What JParanee said. In addition, I have installed a number of stabilizer bushings and sight bushings for members of my club over the years, and here'e what I do:

1. You really need a drill press to do this properly. Especially when installing a stabilizer bushing. It's really difficult, and highly improbable that you would be able hold a hand drill perfectly vertical and perpendicular to the work piece.
2. Take accurate measurements. Most AMO sight/quiver bushings are a standard size. Also, for a sight, make sure it's located properly in the sight window of the riser. A little understanding of the compressive and tensile forces would also help. It's not mandatory, but ideally you would want the sight bushings installed on the "compressive side of the riser's vertical axis. This would help preserve the integrity of the riser just in case there is some "discontinuity" in the riser wood internally.
3. Use the correct size drill for the bushings you will be using.
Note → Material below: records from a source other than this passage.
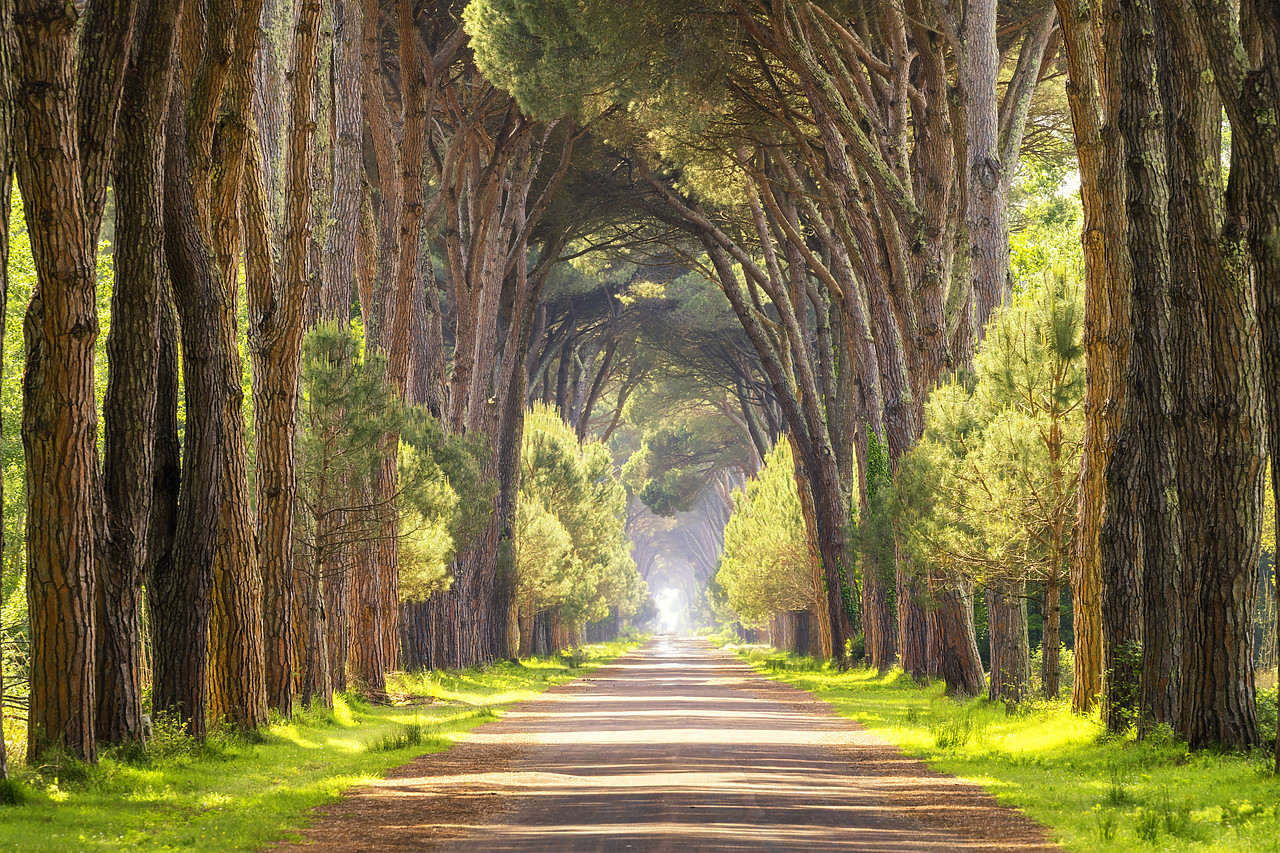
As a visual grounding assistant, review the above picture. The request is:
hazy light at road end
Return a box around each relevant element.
[654,587,682,634]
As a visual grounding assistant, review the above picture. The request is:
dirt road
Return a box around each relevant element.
[277,639,1055,853]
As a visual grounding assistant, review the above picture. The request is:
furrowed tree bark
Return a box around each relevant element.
[316,0,364,692]
[13,0,136,762]
[987,581,1030,704]
[96,3,182,743]
[246,0,321,716]
[1158,3,1266,748]
[1103,0,1184,727]
[160,83,224,738]
[206,0,266,729]
[1161,0,1280,753]
[0,0,14,779]
[1057,0,1132,713]
[146,289,183,712]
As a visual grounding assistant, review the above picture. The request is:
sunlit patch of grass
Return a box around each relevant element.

Carefully set the plunge depth on the press, then practice on a scrap piece of wood. 
4. Once you're ready to drill the holes, secure the bow in the press, making sure it's perpendicular to the drill, you want nice straight, vertical holes. Again, this is most important for a stabilizer bushing.
5. One trick to use before drilling is to place several layers of masking tape over the area you wish to drill the holes in. Drilling through the tape will help prevent any "chipping" or "pealing" of the finish around the hole.
6. Take your time, especially when you're tasked with doing this on somebody else's bow!
7. Use a good quality two part epoxy to install the bushings. You don't need a whole gob, just a little will do the trick. Also, it often helps to install a correctly sized bolt into the bushing before pressing it into the hole. This helps align the bushing correctly, and keeps junk out of the threads.

Lastly, this sounds more tedious than it really is. You don't need to be an expert with a drill press, you just need to take a little care.

Good luck
Joe


----------



## rattus58 (Jul 9, 2007)

Ditto's the above, but there is a hand-drill press that you can get from Lowes or Home Depot for less than $30 that is so so... but will do a credible job at drilling a steady hole.


----------



## recurveron (Jun 14, 2012)

thanks guys for support and advice
will do!


----------



## konrad (Mar 29, 2009)

I have a Bear Kodiak Magnum that I paid good money to have sights installed on…I have regretted it from the day I picked the bow up.
Oh yes, the job was done perfectly but boy, did it mess up the lines of the bow.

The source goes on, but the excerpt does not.